CONCLUSION: The low A1cs in this study were due not to good control but to the dangerous combination of blood sugar highs followed by severe hypos. Both these factors are known to increase mortality.
3. WHAT TO DO IF YOUR DOCTOR URGES YOU TO SHOOT FOR A "SAFE" 7.5 A1C.
Explain that this study is irrelevant to patients who achieve a lower A1c by using a blood sugar meter to monitor their blood sugars and who keep their blood sugar in a narrow normal in a way that does not cause hypos.
Explain that this study is irrelevant to patients diagnosed before they have developed serious complications who avoid sulfonylurea drugs and use modern insulins less likely to provoke hypo.
Explain that doctors who only read one line summaries of studies may inadvertently harm patients.
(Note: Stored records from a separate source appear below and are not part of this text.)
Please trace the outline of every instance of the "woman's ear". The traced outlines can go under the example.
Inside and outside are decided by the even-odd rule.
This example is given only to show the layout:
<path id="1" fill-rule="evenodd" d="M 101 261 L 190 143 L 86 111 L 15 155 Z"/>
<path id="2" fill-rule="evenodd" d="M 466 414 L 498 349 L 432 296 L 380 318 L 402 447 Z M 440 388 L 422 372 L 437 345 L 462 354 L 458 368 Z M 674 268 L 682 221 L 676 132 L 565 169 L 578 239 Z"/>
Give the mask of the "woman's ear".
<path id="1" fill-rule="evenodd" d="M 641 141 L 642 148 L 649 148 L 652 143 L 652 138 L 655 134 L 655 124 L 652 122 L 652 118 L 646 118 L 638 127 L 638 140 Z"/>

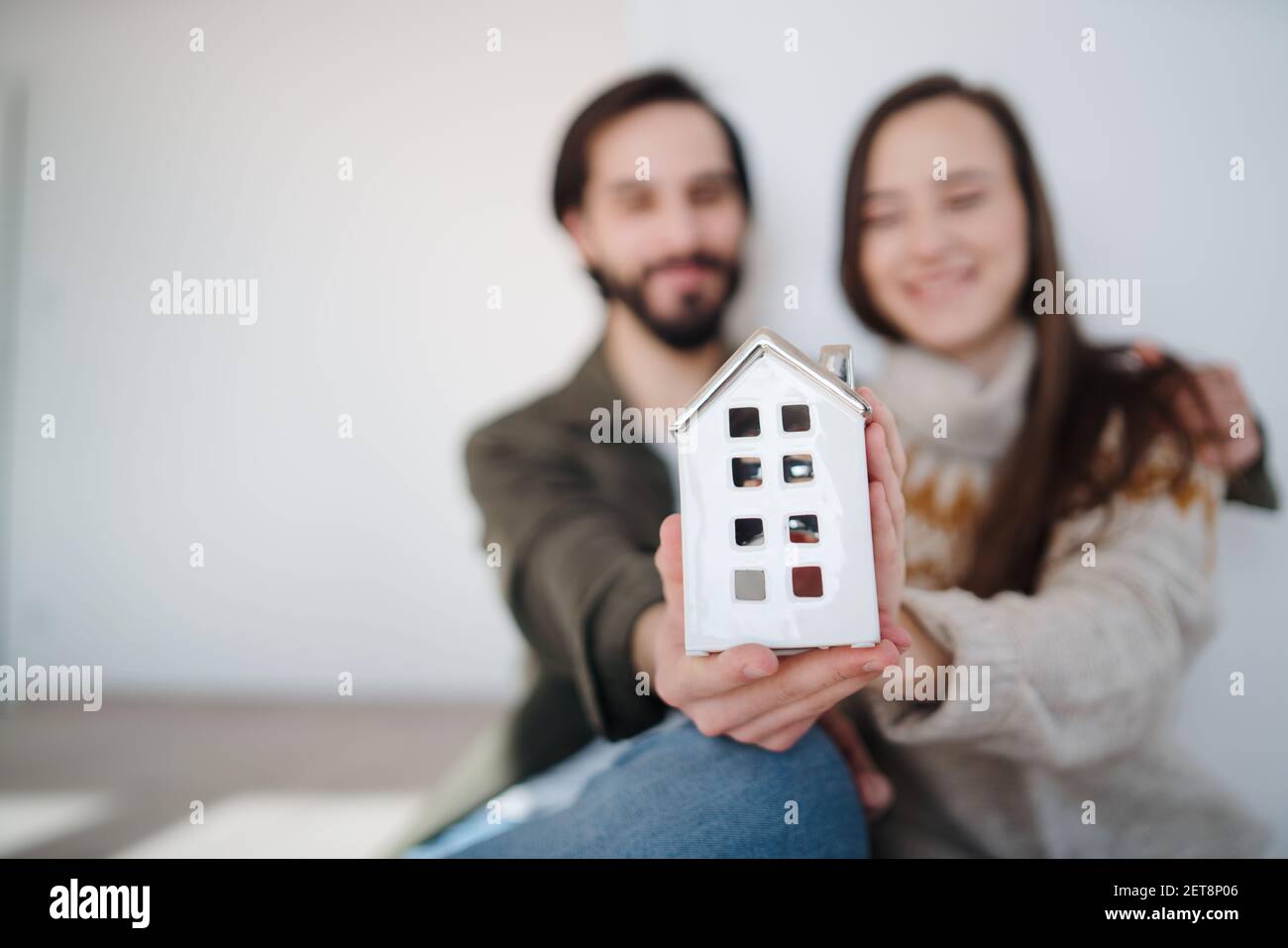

The authors of this study made clear its many limitations, but the reporting of this study even in the medical press is focusing only on its conclusions without citing the many cautions that the authors provided in the text.
Explain to your doctor that there is a large body of research that makes it clear that it is high post meal blood sugars, not A1c that cause neuropathy, retinopathy, and kidney damage, and that you intend to avoid developing any of these horrible complications by maintaining a safe, healthy blood sugar, as measured by blood sugar testing after meals, rather than relying on the A1c test to determine how you are doing.
You are fortunate in that you have read this information here. Sadly most people with diabetes will not, and it is very likely that their doctors will use this irrelevant result to deprive them of the treatment that could prolong their life and prevent them developing life-ruining complications. Insurers love this kind of study too as it justifies them in denying patients expensive care.